Whatever your choices, don’t act hastily. Do a great deal of preliminary research by vacationing in a likely area, talking to the residents, and reading the local papers. Last, couples should make truly joint decisions. If one is unhappy about the choice of a retirement home it’s a virtual certainty that the other will be miserable as well, a short time after moving.
Remember to Pack Your Benefits
To report a change in address after retirement, go to www.servicesonline.opm.gov, email retire@opm.gov, write to Office of Personnel Management, Retirement Operations Center, P.O. Box 45, Boyers, PA 16017-0045, or call (888) 767-6738. You will need your retirement claim number (CSA number) and personal identification number. Use the same points of contact to arrange to have your annuity sent to a different financial institution, if you are changing accounts because of the move.
To change your address under the Federal Employees Health Benefits program, contact your carrier directly and follow its procedures. If you are enrolled in a plan that serves a limited geographic area, such as a health maintenance organization, you will remain covered for emergency care. But unless your HMO has a “reciprocity” agreement with a plan in your new area that allows you to get routine care, you must travel back to the HMO’s coverage area for such care, or change plans. Moving out of your plan’s coverage area entitles you to change plans; information on doing that is at www.opm.gov/healthcare-insurance/healthcare/reference-materials/reference/enrollment/#qle.
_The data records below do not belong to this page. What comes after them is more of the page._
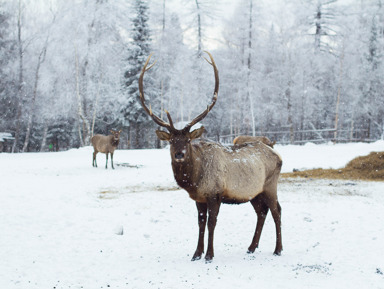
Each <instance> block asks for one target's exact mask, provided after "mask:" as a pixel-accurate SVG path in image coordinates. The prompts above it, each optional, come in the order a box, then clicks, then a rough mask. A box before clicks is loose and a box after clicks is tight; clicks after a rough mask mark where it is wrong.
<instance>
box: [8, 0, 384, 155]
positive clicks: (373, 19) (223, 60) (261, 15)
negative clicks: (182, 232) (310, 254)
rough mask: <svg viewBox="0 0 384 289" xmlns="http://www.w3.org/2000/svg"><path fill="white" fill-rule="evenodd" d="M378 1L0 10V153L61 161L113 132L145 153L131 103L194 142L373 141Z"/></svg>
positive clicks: (382, 100) (381, 109)
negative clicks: (212, 104)
mask: <svg viewBox="0 0 384 289" xmlns="http://www.w3.org/2000/svg"><path fill="white" fill-rule="evenodd" d="M383 2H384V1H382V0H289V1H288V0H274V1H271V0H241V1H235V0H233V1H230V0H227V1H225V0H223V1H217V0H216V1H213V0H194V1H192V0H180V1H177V0H155V1H144V0H129V1H128V0H113V1H112V0H92V1H91V0H71V1H67V0H50V1H43V0H40V1H39V0H32V1H28V0H12V1H8V0H0V144H1V145H0V148H1V149H0V151H7V152H27V151H47V150H65V149H69V148H73V147H80V146H86V145H89V140H90V137H91V136H92V135H93V134H96V133H102V134H108V132H109V130H110V129H121V130H122V134H121V144H120V147H121V148H155V147H160V146H161V144H160V143H159V141H158V140H157V139H156V135H155V134H154V130H155V129H156V126H155V124H154V123H153V121H152V120H151V119H150V118H149V117H148V116H147V115H146V114H145V112H144V111H143V109H142V108H141V104H140V102H139V100H138V77H139V74H140V71H141V68H142V67H143V65H144V62H145V61H146V59H147V57H148V56H149V55H150V54H151V53H153V57H152V59H154V60H156V61H157V63H156V65H155V66H154V67H153V68H152V69H151V70H150V71H149V72H148V73H146V76H145V79H144V89H145V92H146V97H147V100H148V103H150V104H151V107H152V109H153V110H154V111H155V113H156V114H157V115H159V116H162V117H164V115H165V113H164V110H165V109H166V110H168V111H169V112H170V114H171V115H172V117H173V120H174V122H177V123H181V124H182V123H185V122H188V121H189V120H191V119H192V118H194V117H195V116H196V115H197V114H199V113H200V112H201V111H203V110H204V109H205V108H206V105H207V104H208V103H209V102H210V99H211V97H212V92H213V89H214V76H213V72H212V67H211V66H210V65H208V64H207V63H206V62H205V61H204V60H203V58H202V56H204V50H208V51H209V52H210V53H211V54H212V55H213V57H214V59H215V62H216V64H217V67H218V69H219V74H220V90H219V97H218V102H217V104H216V106H215V107H214V109H213V110H212V111H211V112H210V114H209V115H208V116H207V117H206V118H205V120H204V122H203V124H204V126H205V127H206V129H207V134H206V137H207V138H210V139H213V140H218V141H222V142H224V143H225V142H230V141H231V139H233V137H234V136H236V135H239V134H249V135H266V136H268V137H270V138H271V139H274V140H276V141H277V142H279V143H304V142H308V141H313V142H325V141H330V140H331V141H334V142H350V141H373V140H377V139H383V138H384V87H383V86H384V83H383V81H382V79H383V75H384V74H383V72H384V62H383V60H384V7H383V5H384V3H383Z"/></svg>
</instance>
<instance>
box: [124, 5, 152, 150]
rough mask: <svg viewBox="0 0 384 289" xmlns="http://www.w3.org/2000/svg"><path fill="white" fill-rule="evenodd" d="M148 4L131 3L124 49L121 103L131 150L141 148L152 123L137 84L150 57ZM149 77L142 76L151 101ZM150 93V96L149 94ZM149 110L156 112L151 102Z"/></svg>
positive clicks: (149, 38)
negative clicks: (122, 81)
mask: <svg viewBox="0 0 384 289" xmlns="http://www.w3.org/2000/svg"><path fill="white" fill-rule="evenodd" d="M148 9H149V8H148V4H147V1H144V0H135V1H134V3H133V10H134V16H133V19H132V29H131V38H132V42H131V43H130V44H129V47H128V49H127V54H128V57H127V59H126V69H125V72H124V87H125V95H126V96H125V103H123V107H122V113H123V115H124V118H125V119H126V121H127V124H128V128H129V134H130V135H129V138H130V139H131V142H130V143H131V146H133V147H135V148H137V147H143V145H144V143H145V140H144V139H145V138H144V137H143V134H144V133H145V129H147V128H148V126H151V123H152V122H151V120H150V119H149V117H148V116H147V115H146V113H145V111H144V110H143V109H142V107H141V103H140V95H139V88H138V80H139V76H140V73H141V69H142V67H143V66H144V63H145V61H146V60H147V57H148V56H149V55H150V53H151V45H150V44H151V35H150V29H149V24H148V20H149V16H148V14H149V13H148ZM150 75H151V73H147V74H146V76H145V80H144V82H145V84H146V85H145V88H147V89H145V96H146V99H147V101H150V96H151V95H152V94H153V89H154V87H155V85H153V81H151V78H150ZM150 89H152V92H151V91H150ZM151 106H152V108H155V107H156V106H154V104H153V103H152V102H151Z"/></svg>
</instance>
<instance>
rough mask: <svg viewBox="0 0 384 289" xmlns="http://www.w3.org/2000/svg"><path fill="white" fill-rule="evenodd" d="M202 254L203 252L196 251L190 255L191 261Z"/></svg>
mask: <svg viewBox="0 0 384 289" xmlns="http://www.w3.org/2000/svg"><path fill="white" fill-rule="evenodd" d="M202 254H203V252H199V251H196V252H195V254H193V257H192V259H191V261H197V260H200V259H201V255H202Z"/></svg>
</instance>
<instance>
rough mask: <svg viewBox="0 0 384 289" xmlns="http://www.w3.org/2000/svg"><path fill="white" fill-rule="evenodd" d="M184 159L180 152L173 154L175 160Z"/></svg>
mask: <svg viewBox="0 0 384 289" xmlns="http://www.w3.org/2000/svg"><path fill="white" fill-rule="evenodd" d="M183 158H184V154H183V153H182V152H177V153H175V159H177V160H181V159H183Z"/></svg>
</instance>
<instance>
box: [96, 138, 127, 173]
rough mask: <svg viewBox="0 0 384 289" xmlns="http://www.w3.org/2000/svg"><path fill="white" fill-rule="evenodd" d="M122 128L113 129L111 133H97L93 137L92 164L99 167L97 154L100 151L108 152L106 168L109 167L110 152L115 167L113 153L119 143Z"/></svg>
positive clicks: (118, 144)
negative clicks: (97, 160) (108, 134)
mask: <svg viewBox="0 0 384 289" xmlns="http://www.w3.org/2000/svg"><path fill="white" fill-rule="evenodd" d="M120 133H121V130H111V135H108V136H106V135H102V134H96V135H94V136H93V137H92V138H91V143H92V146H93V150H94V151H93V160H92V166H93V167H97V162H96V155H97V153H98V152H101V153H103V154H106V158H107V160H106V162H105V168H106V169H107V168H108V154H111V166H112V169H115V168H114V166H113V153H114V152H115V149H116V148H117V146H118V145H119V140H120Z"/></svg>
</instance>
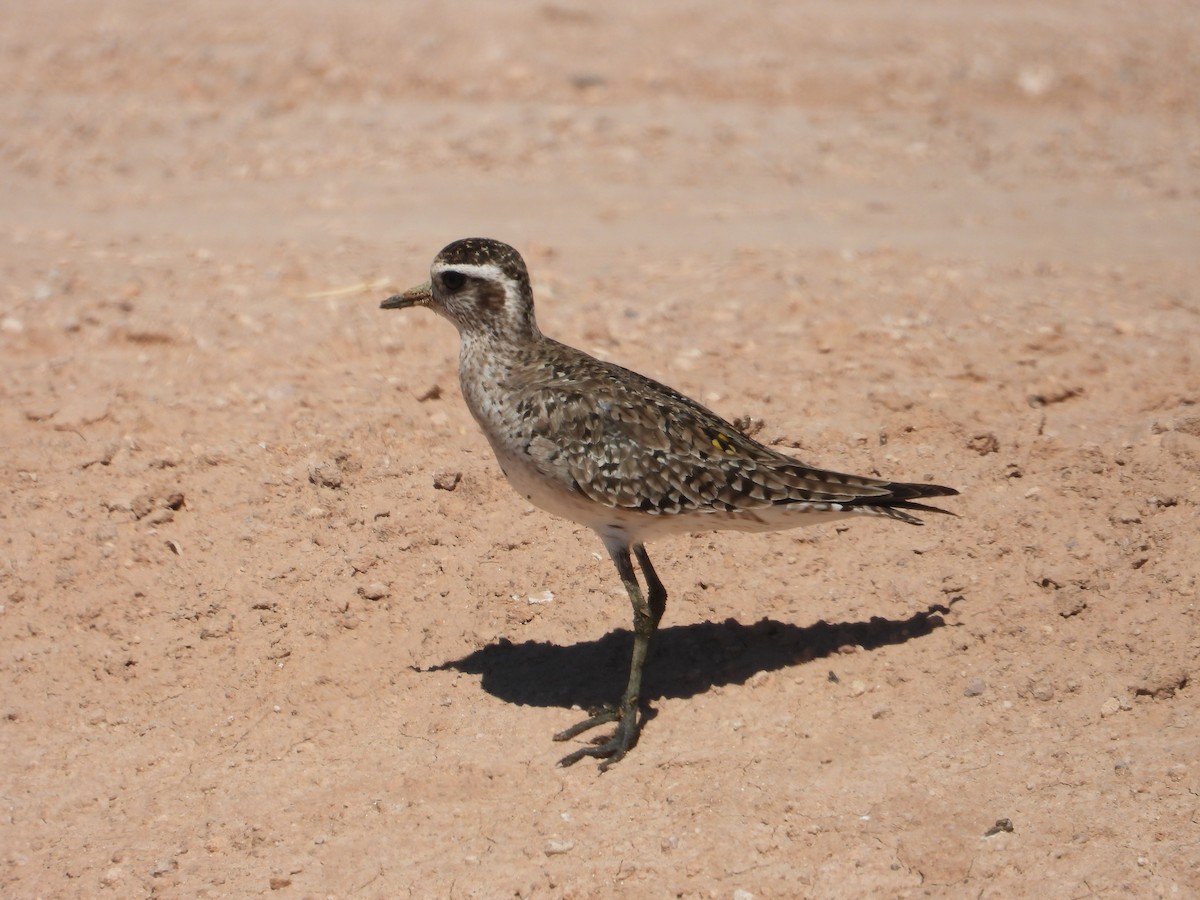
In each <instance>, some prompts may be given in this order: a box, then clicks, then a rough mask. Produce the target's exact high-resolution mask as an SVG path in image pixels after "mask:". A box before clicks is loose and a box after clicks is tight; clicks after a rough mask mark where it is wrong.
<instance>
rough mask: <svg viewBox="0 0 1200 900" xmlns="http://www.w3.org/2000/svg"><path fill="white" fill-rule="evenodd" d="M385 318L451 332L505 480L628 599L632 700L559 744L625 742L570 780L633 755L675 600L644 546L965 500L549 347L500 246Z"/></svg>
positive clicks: (565, 344)
mask: <svg viewBox="0 0 1200 900" xmlns="http://www.w3.org/2000/svg"><path fill="white" fill-rule="evenodd" d="M380 307H382V308H385V310H407V308H413V307H425V308H428V310H432V311H433V312H436V313H438V314H439V316H442V317H443V318H446V319H449V320H450V323H452V324H454V325H455V326H456V328H457V330H458V337H460V349H458V378H460V384H461V388H462V396H463V398H464V400H466V402H467V407H468V408H469V409H470V413H472V415H473V416H474V419H475V421H476V422H478V424H479V427H480V428H481V430H482V432H484V434H485V436H486V438H487V440H488V443H490V444H491V446H492V450H493V451H494V454H496V458H497V461H498V462H499V466H500V469H502V470H503V473H504V475H505V476H506V478H508V480H509V482H510V484H511V485H512V487H514V488H515V490H516V491H517V492H518V493H520V494H521V496H522V497H524V498H526V499H527V500H528V502H529V503H532V504H534V505H535V506H539V508H541V509H544V510H546V511H548V512H551V514H554V515H557V516H560V517H563V518H568V520H571V521H574V522H577V523H578V524H582V526H586V527H588V528H590V529H592V530H594V532H595V533H596V534H598V535H599V538H600V540H601V542H602V544H604V546H605V548H606V550H607V552H608V556H610V558H611V559H612V562H613V564H614V565H616V569H617V575H618V577H619V578H620V582H622V584H623V586H624V588H625V593H626V594H628V595H629V601H630V605H631V606H632V612H634V646H632V655H631V659H630V666H629V680H628V684H626V688H625V691H624V694H623V695H622V696H620V698H619V700H618V701H617V702H616V703H613V704H612V706H607V707H604V708H600V709H595V710H588V712H589V716H588V718H587V719H584V720H583V721H581V722H578V724H576V725H572V726H571V727H569V728H566V730H564V731H560V732H558V733H557V734H554V740H559V742H563V740H570V739H571V738H575V737H577V736H580V734H583V733H584V732H587V731H590V730H592V728H595V727H598V726H601V725H608V724H616V727H614V730H613V731H612V733H611V734H608V736H607V737H605V736H604V734H601V736H600V737H598V738H595V739H593V740H592V742H590V743H588V744H584V745H583V746H581V748H578V749H576V750H575V751H572V752H570V754H568V755H566V756H564V757H562V758H560V760H559V761H558V764H559V766H562V767H566V766H572V764H574V763H576V762H578V761H580V760H582V758H586V757H594V758H596V760H598V761H599V768H600V770H601V772H602V770H605V769H607V768H608V767H610V766H612V764H613V763H616V762H618V761H620V760H622V758H623V757H624V756H625V755H626V754H628V752H629V750H630V749H631V748H632V746H634V745H635V744H636V743H637V738H638V733H640V725H638V713H640V709H641V690H642V674H643V671H644V668H646V662H647V658H648V654H649V650H650V643H652V640H653V637H654V634H655V631H656V629H658V626H659V623H660V622H661V619H662V614H664V612H665V611H666V601H667V592H666V589H665V588H664V586H662V582H661V580H660V578H659V576H658V574H656V572H655V570H654V565H653V564H652V563H650V558H649V556H648V554H647V552H646V544H647V542H648V541H650V540H655V539H659V538H662V536H667V535H677V534H685V533H694V532H714V530H725V529H731V530H740V532H769V530H781V529H787V528H794V527H798V526H805V524H814V523H820V522H829V521H833V520H839V518H850V517H864V516H865V517H875V518H889V520H894V521H899V522H906V523H910V524H922V520H920V518H918V517H917V516H916V515H913V514H914V512H944V514H949V515H954V514H953V512H949V511H948V510H943V509H940V508H937V506H930V505H926V504H924V503H920V500H922V499H925V498H932V497H949V496H954V494H958V493H959V492H958V491H956V490H954V488H953V487H946V486H942V485H932V484H908V482H901V481H886V480H883V479H878V478H869V476H865V475H850V474H844V473H839V472H832V470H827V469H821V468H816V467H812V466H809V464H805V463H803V462H800V461H799V460H796V458H793V457H791V456H787V455H785V454H781V452H779V451H778V450H774V449H772V448H769V446H766V445H763V444H760V443H758V442H757V440H755V439H754V438H751V437H749V436H746V434H744V433H743V432H742V431H739V430H738V428H737V427H734V426H733V425H732V424H730V422H728V421H726V420H725V419H722V418H721V416H719V415H718V414H716V413H713V412H712V410H709V409H707V408H706V407H703V406H702V404H700V403H697V402H696V401H695V400H691V398H689V397H686V396H684V395H683V394H680V392H678V391H676V390H673V389H671V388H668V386H666V385H665V384H660V383H659V382H655V380H653V379H650V378H647V377H646V376H642V374H638V373H637V372H634V371H631V370H629V368H624V367H622V366H619V365H616V364H613V362H608V361H605V360H600V359H596V358H594V356H592V355H589V354H587V353H584V352H583V350H580V349H576V348H574V347H569V346H568V344H564V343H560V342H558V341H556V340H553V338H551V337H547V336H545V335H544V334H542V332H541V330H540V329H539V328H538V322H536V319H535V318H534V300H533V289H532V287H530V282H529V271H528V269H527V266H526V263H524V260H523V259H522V257H521V254H520V253H518V252H517V251H516V250H515V248H514V247H511V246H509V245H508V244H503V242H502V241H498V240H493V239H488V238H467V239H462V240H456V241H454V242H451V244H449V245H446V246H445V247H444V248H443V250H442V251H440V252H439V253H438V254H437V257H434V259H433V263H432V265H431V266H430V280H428V281H426V282H424V283H421V284H418V286H415V287H413V288H409V289H408V290H406V292H403V293H401V294H395V295H392V296H389V298H388V299H385V300H383V302H382V304H380ZM632 559H636V560H637V565H638V568H640V569H641V572H642V581H644V583H646V587H644V590H643V588H642V584H641V583H640V582H638V578H637V575H636V572H635V571H634V565H632Z"/></svg>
Moving out of a regional plan’s service area also qualifies for changing plans under the Federal Dental and Vision Insurance Program. To change your address and/or plan, contact www.benefeds.com, phone (877) 888-3337.
Since the Federal Long Term Care Insurance Program has just one national carrier, moving does not affect enrollment. Notify the carrier of your new address at www.ltcfeds.com or by calling (800) 582-3337 or writing to Long Term Care Partners, P.O. Box 797, Greenland, NH 03840-9803.
Similarly, since the Federal Employees’ Group Life Insurance program has just one national carrier, moving does not affect FEGLI enrollment. Notify the carrier of your new address at OFEGLI, P.O. Box 6080, Scranton, PA 18505-608, phone (800) 633-4542.
To let the TSP know a new address, file form TSP-9, available at www.tsp.gov/forms, which you can print out, or fill out online if you have a personal account with that site.
If you have state income tax withheld and you move to a different state, you must contact the state you move away from to stop the tax withholding. If the state into which you move participates in the OPM tax withholding plan, contact its tax office to arrange for new withholding. OPM cannot make any change without notice from your state tax office.